The detection of optical radiation at infrared wavelengths has traditionally been difficult, even with state of the art optical detectors. Accordingly, it has typically been necessary to incorporate some form of amplifier system for amplifying the input infrared signal by a sufficiently high factor such that the signal can be more easily detected by existing optical detectors.
Present day amplifier systems used to amplify input infrared signals typically make use of a non-linear crystal. The non-linear crystal enables the physical process known generally as “parametric downconversion” to occur. In this process, a laser beam at a frequency ωp propagates through the non-linear optical crystal. Via a non-linear optical interaction, the beam at frequency ωp generates two other beams, the signal beam ωs and the idler beam ωi. These two beams are generated subject to the conservation of energy constraint wherein ωp equals ωs plus ωi. Immediately, it will be appreciated that the beam ωs and the beam ωi will be of lower frequency (i.e., have a longer wavelength) than the first beam ωp, which may also be referred to as the “pump” beam.

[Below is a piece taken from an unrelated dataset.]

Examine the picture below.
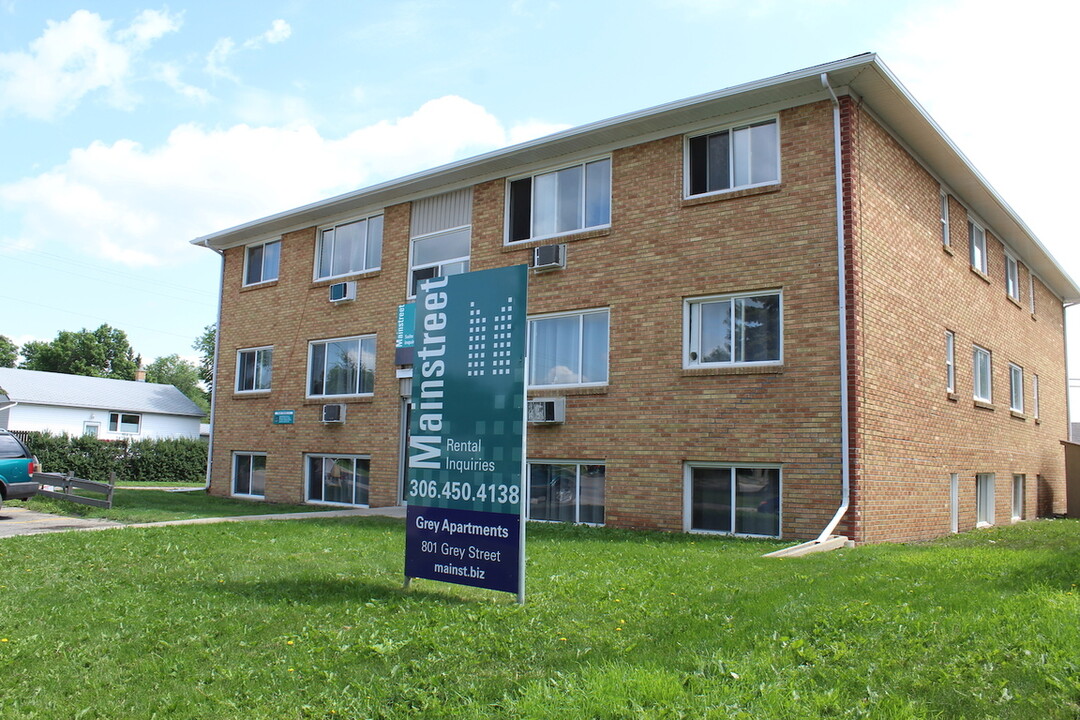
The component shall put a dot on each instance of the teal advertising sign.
(467, 439)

It is also possible to generate the above-described amplification process by co-propagating a weak input signal at frequency ωs along with a second beam at frequency ωp as they enter the crystal together. Using the same non-linear optical process, optical energy at frequency ωp will be transferred to the beam at ωs. The result will be that the strength of the signal ωs increases significantly after it reaches the opposite end (i.e., output end) of the non-linear optical crystal. One can therefore treat the combination of the crystal and the pump beam ωp as an amplifier for the optical signal ωs.

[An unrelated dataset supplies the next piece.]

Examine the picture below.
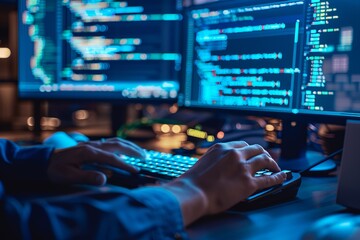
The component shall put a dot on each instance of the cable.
(321, 161)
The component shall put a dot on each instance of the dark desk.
(316, 200)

Even with the co-propagation of a weak input signal ωs along with a pump beam ωp, in most instances the interaction that occurs within the non-linear crystal is not sufficiently strong to provide the needed degree of amplification. Traditionally, this limitation has been overcome by operating the non-linear optical amplifier in a pulsed mode. Although the average optical power remains low, the peak power can be made quite high, on the order of several megawatts per square centimeter, so that the conversion efficiency occurring within the non-linear crystal during the duration of the laser pulse is quite good. This works well for amplifying the signal ωs if one has direct knowledge of its arrival time. For example, in active illumination cases, the signal pulse at ωs that is coming from the sample can be gated in time with the illumination source. However, if one wishes to amplify a continuous wave (CW) signal at frequency ωs the duty cycle associated with the pulsed laser format will lead to a loss of information over a large fraction of the ωs signal.

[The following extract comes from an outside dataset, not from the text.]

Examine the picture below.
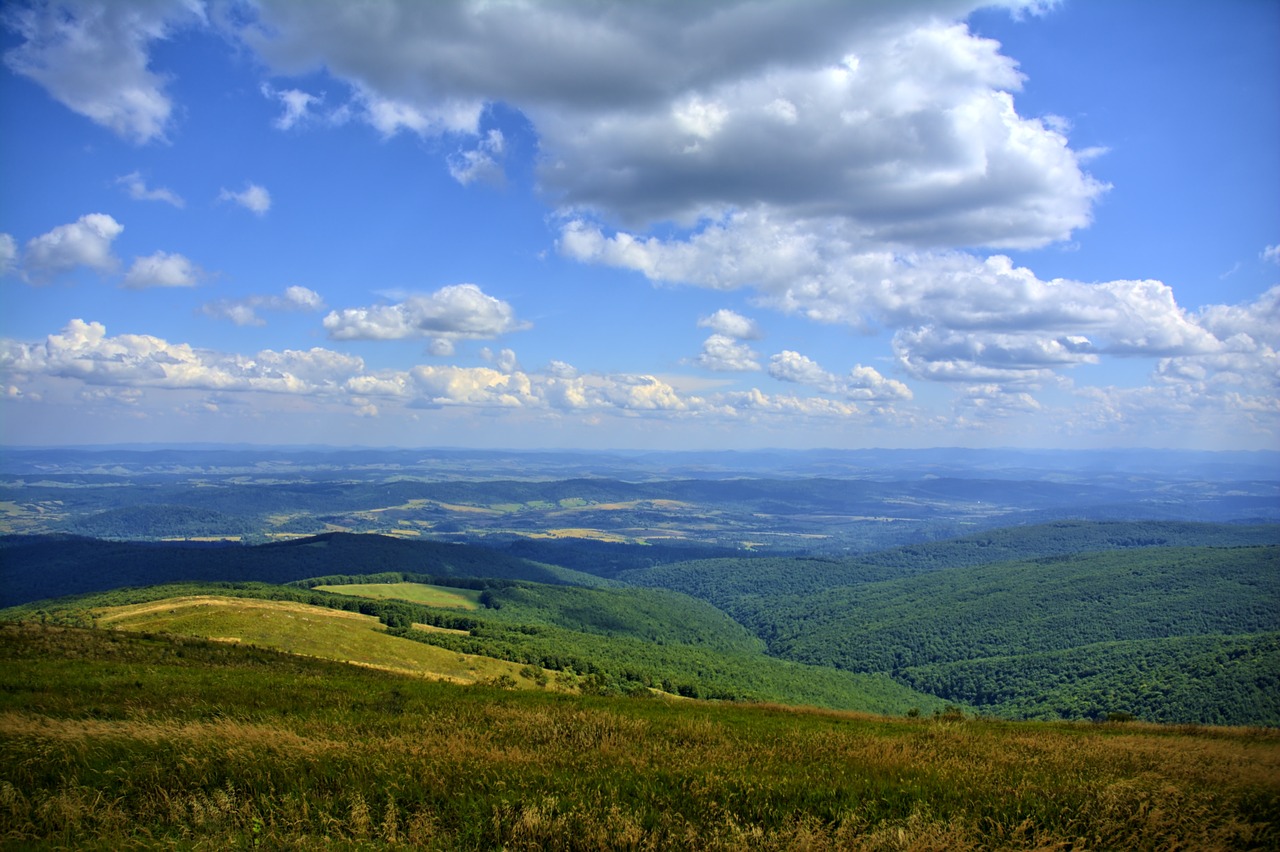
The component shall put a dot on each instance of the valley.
(679, 635)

Therefore, ideally speaking, the amplifier should also be pumped in a continuous wave mode, thus allowing amplification of the ωs signals that arrive at random intervals. Since the continuous wave pump intensity, however, will be much lower than the pump intensity provided in the pulsed implementation, other means are required to improve the efficiency of a continuous wave amplifier system.
Therefore, there is a need for a continuous wave, non-linear optical amplifier which provides the needed degree of amplification to a continuous wave non-linear optical signal to enable detection of the amplified signal produced therefrom by a conventional optical detector.